PETALING JAYA: The local auto and auto parts sector could face speed bumps ahead, in terms of potential slowdown in the second half of this year (2H22) despite anticipation of a strong 1H22 performance.
According to RHB Research, auto distributors may experience margin pressures due to higher input costs and potential discounts to support auto sales, following the sales and service tax (SST) holiday.
While the Malaysian Automotive Association (MAA) has requested for an extension of the SST exemption period, the research house said: “Our base case assumes it will not be extended.”
To support sales volumes, RHB Research opined that auto distributors may provide discounts at the expense of margins.
“Costlier car parts may further pressure margins, with different distributors having varying abilities to pass on higher costs.
“We think Sime Darby Bhd and Bermaz Auto Bhd (BAuto), which mostly sell higher-end cars, are less likely to face margin erosion as demand for higher-end cars tend to be more price-inelastic, especially so with the ongoing supply shortage.

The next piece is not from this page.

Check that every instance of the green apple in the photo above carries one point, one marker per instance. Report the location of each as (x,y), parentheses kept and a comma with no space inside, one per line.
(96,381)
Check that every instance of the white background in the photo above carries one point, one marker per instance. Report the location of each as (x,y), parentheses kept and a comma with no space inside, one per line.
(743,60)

“Conversely, national marques with more affordable brands may not be able to pass on much of the higher costs and therefore be more susceptible to margin pressures,” explained RHB Research.
On the excise duty reform in 2023, the research house expects the reform would change the definition of a vehicle’s open market value (OMV) to include the profits and expenses incurred, during not only the manufacturing process, but also the sale.
MAA had said that the higher OMV would result in a higher excise duty, and could raise completely-knocked-down (CKD) car prices by 8% to 20% in 2023.
“In our view, this would bring forward car sales to 2022 and reduce car sales in 2023.
“Though our estimates currently assume there will be no reform, pending further announcements, we highlight the downside risks to the sector, as we think the market has yet to price this in,” added RHB Research.
The research house also expects the foreign exchange movements to have immaterial earnings impact, for now.
While UMW Holdings Bhd and Tan Chong Motor Bhd could lose from the stronger United States dollar, it said “the 4.20 year-to-date greenback and ringgit average is still within our forecast FY22 of 4.225.”
Though BAuto’s 30% associate Mazda Malaysia Sdn Bhd (MMSB) marginally benefits from a weaker yen, the impact is largely limited, as MMSB also buys local components in ringgit.
For now, the research house maintains a total industry volume of 540,000 for FY22.
Given the potential headwinds, RHB Research currently does not have any “buy” calls under the sector, but favours MBM Resources Bhd for its sector-leading forecasted FY22 yield of 7%.
MBM is also relatively less impacted by the foreign exchange movements, it added.